You are viewing a plain text version of this content. The canonical link for it is here.
Posted to commits@flink.apache.org by di...@apache.org on 2021/05/21 11:07:18 UTC

[flink] branch master updated: [FLINK-22733][python] DataStream.union should handle properly for KeyedStream in Python DataStream API

This is an automated email from the ASF dual-hosted git repository.
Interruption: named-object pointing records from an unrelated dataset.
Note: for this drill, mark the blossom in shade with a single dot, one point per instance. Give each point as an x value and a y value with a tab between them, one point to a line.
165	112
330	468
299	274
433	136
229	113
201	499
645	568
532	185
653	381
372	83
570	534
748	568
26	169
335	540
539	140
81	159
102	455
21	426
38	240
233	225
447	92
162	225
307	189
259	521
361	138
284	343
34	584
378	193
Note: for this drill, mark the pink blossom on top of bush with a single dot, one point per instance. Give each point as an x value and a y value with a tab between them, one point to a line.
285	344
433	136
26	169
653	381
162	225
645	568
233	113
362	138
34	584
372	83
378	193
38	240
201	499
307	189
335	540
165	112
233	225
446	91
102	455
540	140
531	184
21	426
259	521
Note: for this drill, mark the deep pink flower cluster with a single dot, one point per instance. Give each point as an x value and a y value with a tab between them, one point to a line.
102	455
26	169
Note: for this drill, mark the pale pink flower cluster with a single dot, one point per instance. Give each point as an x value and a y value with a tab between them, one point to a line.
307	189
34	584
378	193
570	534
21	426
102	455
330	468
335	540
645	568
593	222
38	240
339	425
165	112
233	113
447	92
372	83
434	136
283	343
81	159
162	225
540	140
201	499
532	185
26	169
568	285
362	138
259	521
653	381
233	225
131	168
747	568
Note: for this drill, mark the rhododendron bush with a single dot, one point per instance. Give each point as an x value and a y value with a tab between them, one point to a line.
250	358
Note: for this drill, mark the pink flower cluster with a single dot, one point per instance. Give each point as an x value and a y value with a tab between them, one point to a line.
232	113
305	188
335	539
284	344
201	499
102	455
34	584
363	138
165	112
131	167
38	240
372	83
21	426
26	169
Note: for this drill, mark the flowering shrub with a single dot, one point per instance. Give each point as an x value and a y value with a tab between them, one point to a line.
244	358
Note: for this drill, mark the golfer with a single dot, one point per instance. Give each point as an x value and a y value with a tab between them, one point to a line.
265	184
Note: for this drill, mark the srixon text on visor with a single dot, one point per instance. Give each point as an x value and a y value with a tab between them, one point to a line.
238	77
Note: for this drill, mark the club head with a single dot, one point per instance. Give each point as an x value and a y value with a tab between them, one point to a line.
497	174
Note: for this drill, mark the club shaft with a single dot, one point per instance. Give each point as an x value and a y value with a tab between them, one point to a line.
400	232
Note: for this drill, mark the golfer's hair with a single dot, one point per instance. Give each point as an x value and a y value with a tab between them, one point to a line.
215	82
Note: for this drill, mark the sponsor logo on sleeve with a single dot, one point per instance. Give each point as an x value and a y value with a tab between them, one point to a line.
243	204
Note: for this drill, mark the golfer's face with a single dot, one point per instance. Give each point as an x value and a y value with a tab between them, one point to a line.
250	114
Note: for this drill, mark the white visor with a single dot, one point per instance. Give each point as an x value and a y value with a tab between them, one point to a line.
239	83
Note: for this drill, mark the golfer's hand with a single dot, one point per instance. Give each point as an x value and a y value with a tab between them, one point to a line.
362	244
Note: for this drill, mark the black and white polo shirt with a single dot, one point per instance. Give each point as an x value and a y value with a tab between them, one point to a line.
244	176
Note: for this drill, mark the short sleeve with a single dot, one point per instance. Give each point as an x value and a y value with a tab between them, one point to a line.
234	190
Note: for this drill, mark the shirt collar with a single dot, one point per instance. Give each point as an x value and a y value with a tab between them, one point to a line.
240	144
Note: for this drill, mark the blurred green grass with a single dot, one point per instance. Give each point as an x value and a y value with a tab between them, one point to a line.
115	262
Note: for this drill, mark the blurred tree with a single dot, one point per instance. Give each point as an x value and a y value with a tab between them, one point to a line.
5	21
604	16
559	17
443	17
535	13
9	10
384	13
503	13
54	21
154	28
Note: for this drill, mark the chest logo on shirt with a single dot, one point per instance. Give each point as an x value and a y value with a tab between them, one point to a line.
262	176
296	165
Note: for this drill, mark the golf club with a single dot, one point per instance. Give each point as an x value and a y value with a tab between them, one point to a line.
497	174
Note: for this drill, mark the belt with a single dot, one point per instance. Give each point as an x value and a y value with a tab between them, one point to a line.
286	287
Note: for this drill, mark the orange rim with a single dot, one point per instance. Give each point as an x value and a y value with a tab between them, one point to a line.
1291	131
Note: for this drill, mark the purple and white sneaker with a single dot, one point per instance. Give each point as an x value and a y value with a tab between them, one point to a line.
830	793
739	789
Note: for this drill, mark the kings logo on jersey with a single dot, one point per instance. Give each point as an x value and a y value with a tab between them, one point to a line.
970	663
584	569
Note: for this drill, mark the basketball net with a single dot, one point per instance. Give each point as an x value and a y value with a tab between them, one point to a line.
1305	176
dianfu pushed a commit to branch master
in repository https://gitbox.apache.org/repos/asf/flink.git


The following commit(s) were added to refs/heads/master by this push:
     new 09168af  [FLINK-22733][python] DataStream.union should handle properly for KeyedStream in Python DataStream API
09168af is described below

commit 09168af6c8491dfccd85ece9943123c968957e17
Author: Dian Fu <di...@apache.org>
AuthorDate: Fri May 21 13:51:22 2021 +0800

    [FLINK-22733][python] DataStream.union should handle properly for KeyedStream in Python DataStream API
    
    This closes #15981.
---
 flink-python/pyflink/datastream/data_stream.py     |  5 ++++-
 .../pyflink/datastream/tests/test_data_stream.py   | 23 ++++++++++++++++++++--
 2 files changed, 25 insertions(+), 3 deletions(-)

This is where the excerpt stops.